真剣に玩具で遊んでいる姿をみるとそれが納得できるような、でも、何が起ころうと泰然と構える軍師としてのカレルさんの姿を思い浮かべると全く納得できないような…。
「本当の大人ってのはライマーみたいな奴の事を言うんだ。」
「それは納得できます。」
ライマーさんは大人だ。なんたってカッコイイ。俺もあんな風になりたいと憧れるけど、素地からして違うってのはよーく分かってる。

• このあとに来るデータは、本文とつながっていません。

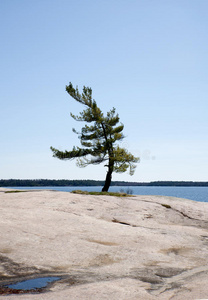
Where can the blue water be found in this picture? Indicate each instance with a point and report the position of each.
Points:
(192, 193)
(33, 283)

…あれ?ひょっとしてカレルさん、ライマーさんが来るのを待ってるのかな?
「アイツ、ガキの頃からガキらしくなかったんだと。」
カレルさんは飛ばした箱をキチンと並べなおしながら言った。
「へぇー。でも、その方がしっくりきますね。お母さんに甘えたり駄々こねたりしてるライマーさんって、ちょっと想像できませんもん。」
「相当オヤジくさい少年だったろーな。」
「誰がオヤジくさいって?」
ンガククッ!
後ろからの突然の声に、思わずジャガイモを塊のまま飲み込んでしまった。食道を無理やり押し広げながら胃に落ちていくのを、拳で叩いて促しながら振り返ると、そこには話題の主が。カレルさんは即座にすっ呆けた。
「は?誰かそんなこと言ったか?」
俺はブンブンと首を横に振った。ライマーさんに対して、『オヤジ』は禁句なんだ。本来ライマーさんは『オヤジ』ってイメージからはかけ離れてるんだけど、カレルさんがからかって遊ぶもんだから、『オヤジ』とか『オッサン』って言葉に過剰に反応するようになったらしい。実際より年上に間違えられるのを本人は気にしているようだけど、俺からすれば、そんだけかっこよければ、多少多めに年を間違えられるくらい大したことないんじゃないですかって言いたい。
大体、カレルさんと比べちゃいけないよ。だってこの人ってば、ハタチといっても通用するもんな。そんなカレルさんは、とりなすようにくるっと可愛く笑ってみせた。そうするとますます若くみえる。
「空耳じゃねぇの?」
「そうか?」
ライマーさんは穏やかに持っていたプレートを置くと、後ろから優しくカレルさんの首に腕を回した。あれれ?何かいい雰囲気…と思ったのも束の間、
「俺にはハッキリと聞こえた!」
と言うや、ライマーさんはカレルさんの首をぎりぎりと締め上げた。
「ぐああああッ!ごめんなさいッ、ごめんなさいーッ!!」
「あの…みんな見てますけど…。」
俺は無駄と知りつつ他人のフリを決め込んだ。仮にも漆黒のトップの人間が、こんなところで年甲斐もなくこんな風にふざけあってていいんですか?ほら、新人も呆れて見てるじゃないですか。俺はちょっと恥ずかしいっす。
だけどこうしたじゃれあいも一つの愛の形。いつだって大人なライマーさんがこうした子供っぽさを覗かせるのは、唯一カレルさんといる時だけだから。